House votes to ban hand-held cell phones while driving

By Jamey Dunn

The Illinois House today approved a ban on the use of hand-held cellphones while driving.

House Bill 1247 prohibits the hand-held use of a cell phone while driving. The bill would allow drivers to talk on the phone if they use a speakerphone setting or a device that allows them to chat hands-free. The measure also has an exception for emergency situations. The legislation would allow police to pull over drivers they saw using cell phones.

The House passed a similar ban last year, but it was not called for a floor vote in the Senate. However, Senate President John Cullerton also said last year that he thought a ban on all cell phone use while driving “might be inevitable” in Illinois. “There’s no question it’s a distraction from driving,” Cullerton said at the time. “There’s not a big difference between whether you’re holding a phone or whether you’re not holding a phone. It’s the distraction in talking to someone that’s not in the car with you. It’s not what’s in your hand; it’s what’s in your head.” He said such a ban would probably come incrementally. The state has already banned texting while driving, as well as talking on cell phones in construction zones and school zones. In Illinois, drivers under 18 are prohibited from talking on cell phones while driving. There is also a national ban on drivers of large trucks and buses using phones while on the road.

Opponents of the ban passed today said that they think the end goal of supporters is a complete ban on cell phone use while driving. HB 1247 sponsor Rep. John D’Amico, a Chicago Democrat, said that he is not pushing for a full ban. “That is not where I intend to go,” he said. Some Republicans called the bill an overreach of government into people’s lives. “This kind of stuff is the ultimate, ultimate in Big Brother,” said Rep. Mike Bost, a Murphysboro Republican. He said drivers engage in many other activities behind the wheel, such as applying makeup disciplining children or eating, that can be distracting and dangerous. “I know it is dangerous, but there’s a lot of things that we do every day while driving in our cars that become dangerous. ... Where do we stop [on bans]?”

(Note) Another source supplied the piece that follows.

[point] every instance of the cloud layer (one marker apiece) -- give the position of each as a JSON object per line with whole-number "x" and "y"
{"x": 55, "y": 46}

 Rep. David Harris, an Arlington Heights Republican, said “I readily admit” that the legislation has “elements of Big Brother.”

“This is the government telling you what you can and cannot do within the confines of your car while driving.” But Harris said that the intrusion is justified by the public safety benefits. He noted that technology would eventually reach the point where all drivers would use their phones hands-free. “Until that time comes, our job is to try to make the roadways as safe as possible.”

D’Amico said that more than 70 local governments in Illinois already ban the use of hand-held cell phones while driving, and it makes sense to put a consistent statewide policy in place. “People are dying every day, and if we can do something about it, we need to stop it.” The legislation passed on a 64-46 vote and now heads to the Senate.